The UN Sustainable Development Solutions Network (SDSN) hosted an expert group meeting to discuss views on the Third International Conference on Financing for Development (FfD), which will take place in Addis Ababa, Ethiopia, in July 2015.
Subjects of discussion included: the role of public-private partnerships; climate financing; Official Development Assistance (ODA); private investment; and regulatory reform.
22 September 2014: The Sustainable Development Solutions Network (SDSN) hosted an expert group meeting to discuss views on the Third International Conference on Financing for Development (FfD), which will take place in Addis Ababa, Ethiopia, in July 2015. Subjects of discussion included: the role of public-private partnerships; climate financing; official development assistance (ODA); private investment; and regulatory reform.
The SDSN Meeting on Financing for Development took place on 22 September 2014, at Columbia University in New York, US.
Jeffrey Sachs, Director, SDSN, explained that the negotiations for the Third FfD conference will be complicated, as they are intended to underpin a broader post-2015 development agenda. He encouraged participants to discuss what these negotiations should include, and said their inputs will be formulated into a paper of recommendations for governments.
Mansur Muhtar, World Bank, and Co-Chair of the Intergovernmental Committee of Experts on Sustainable Development Financing (ICESDF), presented the Committee’s report, which focuses on incentives to scale up development resources and diverse financial flows.
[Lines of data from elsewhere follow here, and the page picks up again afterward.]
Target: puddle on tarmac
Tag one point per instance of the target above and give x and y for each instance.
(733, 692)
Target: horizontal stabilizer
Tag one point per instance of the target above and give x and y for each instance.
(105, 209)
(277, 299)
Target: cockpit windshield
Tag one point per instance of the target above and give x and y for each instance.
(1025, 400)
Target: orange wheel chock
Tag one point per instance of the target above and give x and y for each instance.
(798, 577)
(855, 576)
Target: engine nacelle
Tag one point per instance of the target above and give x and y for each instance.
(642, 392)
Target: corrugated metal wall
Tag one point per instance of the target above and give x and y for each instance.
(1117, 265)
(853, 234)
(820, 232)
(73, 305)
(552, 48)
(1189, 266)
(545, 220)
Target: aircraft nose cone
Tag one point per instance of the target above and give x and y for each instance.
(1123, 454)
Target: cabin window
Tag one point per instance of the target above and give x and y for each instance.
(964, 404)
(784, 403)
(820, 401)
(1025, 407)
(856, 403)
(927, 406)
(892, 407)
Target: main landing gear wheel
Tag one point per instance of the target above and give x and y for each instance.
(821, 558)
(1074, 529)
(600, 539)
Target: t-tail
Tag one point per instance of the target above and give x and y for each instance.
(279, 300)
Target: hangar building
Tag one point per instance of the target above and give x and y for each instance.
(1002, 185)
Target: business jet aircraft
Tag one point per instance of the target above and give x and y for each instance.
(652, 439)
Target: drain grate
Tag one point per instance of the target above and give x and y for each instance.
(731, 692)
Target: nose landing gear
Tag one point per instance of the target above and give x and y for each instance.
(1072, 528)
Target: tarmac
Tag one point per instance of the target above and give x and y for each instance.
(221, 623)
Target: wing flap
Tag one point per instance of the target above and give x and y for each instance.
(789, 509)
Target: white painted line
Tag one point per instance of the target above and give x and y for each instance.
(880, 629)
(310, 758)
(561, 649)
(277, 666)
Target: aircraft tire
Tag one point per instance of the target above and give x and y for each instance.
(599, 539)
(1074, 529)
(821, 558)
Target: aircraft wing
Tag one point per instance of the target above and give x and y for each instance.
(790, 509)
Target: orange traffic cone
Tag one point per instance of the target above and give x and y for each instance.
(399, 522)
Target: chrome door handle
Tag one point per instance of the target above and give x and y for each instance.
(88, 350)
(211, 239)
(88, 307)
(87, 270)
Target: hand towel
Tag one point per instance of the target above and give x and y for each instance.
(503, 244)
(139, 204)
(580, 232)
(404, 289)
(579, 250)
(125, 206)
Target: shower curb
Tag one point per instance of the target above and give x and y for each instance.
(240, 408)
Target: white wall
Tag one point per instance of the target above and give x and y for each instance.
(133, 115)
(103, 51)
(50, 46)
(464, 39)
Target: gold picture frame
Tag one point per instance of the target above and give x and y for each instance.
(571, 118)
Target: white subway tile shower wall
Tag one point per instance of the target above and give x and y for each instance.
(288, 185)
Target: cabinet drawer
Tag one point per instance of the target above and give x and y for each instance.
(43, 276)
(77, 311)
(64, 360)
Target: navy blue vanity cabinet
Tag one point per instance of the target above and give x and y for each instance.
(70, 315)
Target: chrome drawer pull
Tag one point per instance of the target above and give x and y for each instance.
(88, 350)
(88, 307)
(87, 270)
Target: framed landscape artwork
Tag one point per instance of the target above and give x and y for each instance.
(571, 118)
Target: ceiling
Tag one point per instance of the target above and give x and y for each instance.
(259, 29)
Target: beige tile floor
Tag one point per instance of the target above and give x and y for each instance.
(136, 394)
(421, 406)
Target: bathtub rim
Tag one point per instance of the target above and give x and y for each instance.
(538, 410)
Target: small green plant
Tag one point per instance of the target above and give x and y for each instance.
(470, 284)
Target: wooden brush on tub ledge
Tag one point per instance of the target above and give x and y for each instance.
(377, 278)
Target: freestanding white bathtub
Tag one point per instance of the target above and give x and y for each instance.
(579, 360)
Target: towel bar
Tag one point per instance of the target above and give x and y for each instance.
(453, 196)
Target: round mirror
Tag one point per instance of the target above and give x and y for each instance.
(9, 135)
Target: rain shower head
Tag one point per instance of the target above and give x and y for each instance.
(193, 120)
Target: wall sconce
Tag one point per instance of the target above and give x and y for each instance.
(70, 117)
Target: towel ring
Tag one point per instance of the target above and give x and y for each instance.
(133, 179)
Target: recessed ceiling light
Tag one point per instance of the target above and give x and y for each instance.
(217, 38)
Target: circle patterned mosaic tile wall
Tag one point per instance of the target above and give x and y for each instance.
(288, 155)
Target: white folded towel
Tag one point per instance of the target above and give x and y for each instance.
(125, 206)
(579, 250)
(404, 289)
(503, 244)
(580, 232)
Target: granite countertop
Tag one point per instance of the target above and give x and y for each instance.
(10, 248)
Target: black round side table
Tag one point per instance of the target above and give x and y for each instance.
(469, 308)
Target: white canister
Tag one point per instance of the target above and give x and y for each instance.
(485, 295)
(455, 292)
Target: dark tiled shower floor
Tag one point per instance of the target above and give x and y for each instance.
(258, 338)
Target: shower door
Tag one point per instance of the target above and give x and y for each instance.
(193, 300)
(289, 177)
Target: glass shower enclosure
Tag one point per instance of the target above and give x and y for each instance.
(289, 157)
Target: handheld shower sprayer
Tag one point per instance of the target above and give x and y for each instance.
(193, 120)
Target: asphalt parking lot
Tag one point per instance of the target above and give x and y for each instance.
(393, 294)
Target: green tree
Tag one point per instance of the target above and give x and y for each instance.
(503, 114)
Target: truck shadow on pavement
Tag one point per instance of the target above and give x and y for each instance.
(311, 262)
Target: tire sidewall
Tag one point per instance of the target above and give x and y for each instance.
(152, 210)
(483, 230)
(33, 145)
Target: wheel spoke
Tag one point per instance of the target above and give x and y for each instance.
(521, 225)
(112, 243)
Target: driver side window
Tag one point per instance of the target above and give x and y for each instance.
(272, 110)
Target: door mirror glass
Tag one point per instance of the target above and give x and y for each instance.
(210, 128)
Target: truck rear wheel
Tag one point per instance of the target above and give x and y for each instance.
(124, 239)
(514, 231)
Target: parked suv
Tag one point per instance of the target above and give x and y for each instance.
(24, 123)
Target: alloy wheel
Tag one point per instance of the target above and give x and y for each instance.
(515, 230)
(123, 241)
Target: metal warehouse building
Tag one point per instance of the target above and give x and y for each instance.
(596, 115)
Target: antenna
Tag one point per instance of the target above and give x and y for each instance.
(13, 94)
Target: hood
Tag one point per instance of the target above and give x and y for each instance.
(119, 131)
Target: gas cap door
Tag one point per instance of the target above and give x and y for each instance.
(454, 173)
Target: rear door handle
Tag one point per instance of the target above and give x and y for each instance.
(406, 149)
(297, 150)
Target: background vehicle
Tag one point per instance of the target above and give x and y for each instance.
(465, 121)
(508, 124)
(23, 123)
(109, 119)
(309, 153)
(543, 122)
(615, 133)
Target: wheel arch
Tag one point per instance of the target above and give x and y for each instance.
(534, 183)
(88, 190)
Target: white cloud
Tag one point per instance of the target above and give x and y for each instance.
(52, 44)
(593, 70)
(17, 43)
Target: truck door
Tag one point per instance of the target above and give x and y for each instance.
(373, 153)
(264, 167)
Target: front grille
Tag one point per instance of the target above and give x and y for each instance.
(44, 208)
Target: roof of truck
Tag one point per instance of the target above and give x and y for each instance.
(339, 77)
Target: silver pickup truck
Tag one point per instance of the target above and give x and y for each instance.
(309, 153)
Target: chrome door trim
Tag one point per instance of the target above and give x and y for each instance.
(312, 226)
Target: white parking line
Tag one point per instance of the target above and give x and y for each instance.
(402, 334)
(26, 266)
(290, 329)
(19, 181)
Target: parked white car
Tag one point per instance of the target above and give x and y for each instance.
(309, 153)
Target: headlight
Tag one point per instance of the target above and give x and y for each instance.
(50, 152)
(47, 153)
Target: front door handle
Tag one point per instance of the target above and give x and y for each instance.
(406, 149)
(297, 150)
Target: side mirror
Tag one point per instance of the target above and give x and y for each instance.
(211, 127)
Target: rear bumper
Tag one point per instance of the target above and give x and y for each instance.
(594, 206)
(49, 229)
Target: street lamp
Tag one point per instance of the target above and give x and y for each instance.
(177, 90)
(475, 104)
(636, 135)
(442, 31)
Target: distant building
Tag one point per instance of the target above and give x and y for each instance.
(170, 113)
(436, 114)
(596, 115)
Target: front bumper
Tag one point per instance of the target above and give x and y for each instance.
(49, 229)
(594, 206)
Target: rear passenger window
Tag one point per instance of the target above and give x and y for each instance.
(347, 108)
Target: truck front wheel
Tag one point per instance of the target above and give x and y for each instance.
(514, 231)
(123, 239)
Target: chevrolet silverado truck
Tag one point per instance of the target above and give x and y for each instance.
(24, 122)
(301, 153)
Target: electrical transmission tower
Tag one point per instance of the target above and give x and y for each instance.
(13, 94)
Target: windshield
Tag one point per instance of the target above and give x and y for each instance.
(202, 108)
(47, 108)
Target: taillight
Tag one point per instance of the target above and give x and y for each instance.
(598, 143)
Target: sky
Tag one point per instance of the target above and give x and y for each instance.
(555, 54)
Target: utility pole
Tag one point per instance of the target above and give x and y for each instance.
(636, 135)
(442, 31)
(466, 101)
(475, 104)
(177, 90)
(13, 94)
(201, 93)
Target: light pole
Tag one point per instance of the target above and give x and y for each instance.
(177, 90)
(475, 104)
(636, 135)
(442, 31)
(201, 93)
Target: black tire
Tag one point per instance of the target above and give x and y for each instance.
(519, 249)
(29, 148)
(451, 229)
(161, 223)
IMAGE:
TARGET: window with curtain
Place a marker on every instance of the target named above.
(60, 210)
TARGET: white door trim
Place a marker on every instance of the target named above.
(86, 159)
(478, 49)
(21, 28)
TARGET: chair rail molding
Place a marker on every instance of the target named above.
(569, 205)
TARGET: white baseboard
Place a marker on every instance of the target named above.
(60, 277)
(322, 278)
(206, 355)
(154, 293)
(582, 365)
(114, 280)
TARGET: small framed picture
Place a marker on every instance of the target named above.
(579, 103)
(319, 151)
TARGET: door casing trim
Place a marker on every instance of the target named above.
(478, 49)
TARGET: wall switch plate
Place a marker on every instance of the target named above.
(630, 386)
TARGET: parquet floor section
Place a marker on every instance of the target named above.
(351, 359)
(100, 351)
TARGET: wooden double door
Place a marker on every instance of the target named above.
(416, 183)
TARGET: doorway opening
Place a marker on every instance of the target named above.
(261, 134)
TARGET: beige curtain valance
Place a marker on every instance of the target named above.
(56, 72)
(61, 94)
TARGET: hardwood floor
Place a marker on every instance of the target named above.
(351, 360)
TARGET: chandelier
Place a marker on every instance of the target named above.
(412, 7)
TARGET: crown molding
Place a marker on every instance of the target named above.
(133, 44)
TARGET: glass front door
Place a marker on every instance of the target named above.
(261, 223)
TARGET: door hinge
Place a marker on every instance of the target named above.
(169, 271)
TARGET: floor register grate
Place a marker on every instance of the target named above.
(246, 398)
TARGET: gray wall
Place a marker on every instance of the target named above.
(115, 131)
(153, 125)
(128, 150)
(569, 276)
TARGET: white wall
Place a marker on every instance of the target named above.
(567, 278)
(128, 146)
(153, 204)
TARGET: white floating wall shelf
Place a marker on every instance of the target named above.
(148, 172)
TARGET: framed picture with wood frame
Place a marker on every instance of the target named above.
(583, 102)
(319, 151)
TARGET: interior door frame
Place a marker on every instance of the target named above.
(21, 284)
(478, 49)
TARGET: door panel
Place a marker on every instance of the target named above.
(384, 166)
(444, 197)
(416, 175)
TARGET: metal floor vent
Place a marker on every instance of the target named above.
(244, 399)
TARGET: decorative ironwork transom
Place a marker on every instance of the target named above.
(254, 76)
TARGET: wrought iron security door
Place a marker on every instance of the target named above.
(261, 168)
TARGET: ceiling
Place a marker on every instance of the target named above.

He said the Committee agreed there is no simple policy solution, but a menu of options and a holistic vision of finance are needed.
On public-private partnerships, participants discussed the need for including producers in the organizational structure of such partnerships, and the need for government to provide risk capital for early innovators. On climate financing, it was stressed that the current ODA system is not suited to provide global public goods, and a more multi-stakeholder platform that goes beyond national boundaries and generations is needed. Participants also discussed the high degree of fragmentation from small funds and initiatives supporting climate finance, with experts calling for predictable and stable financing partners.
On development finance, multiple participants called for scaling up existing initiatives, rather than a creating new programs. Domestic resource mobilization was highlighted as a key financial need of the post-2015 development agenda, along with the need for public funds to be provided where it is difficult to mobilize private sector funds. On regulatory reform, experts stressed that international financial governance and the fairness of financial flows must be greatly improved. Participants called for a more effective use of resources, particularly in eliminating wasteful subsidies and corruption.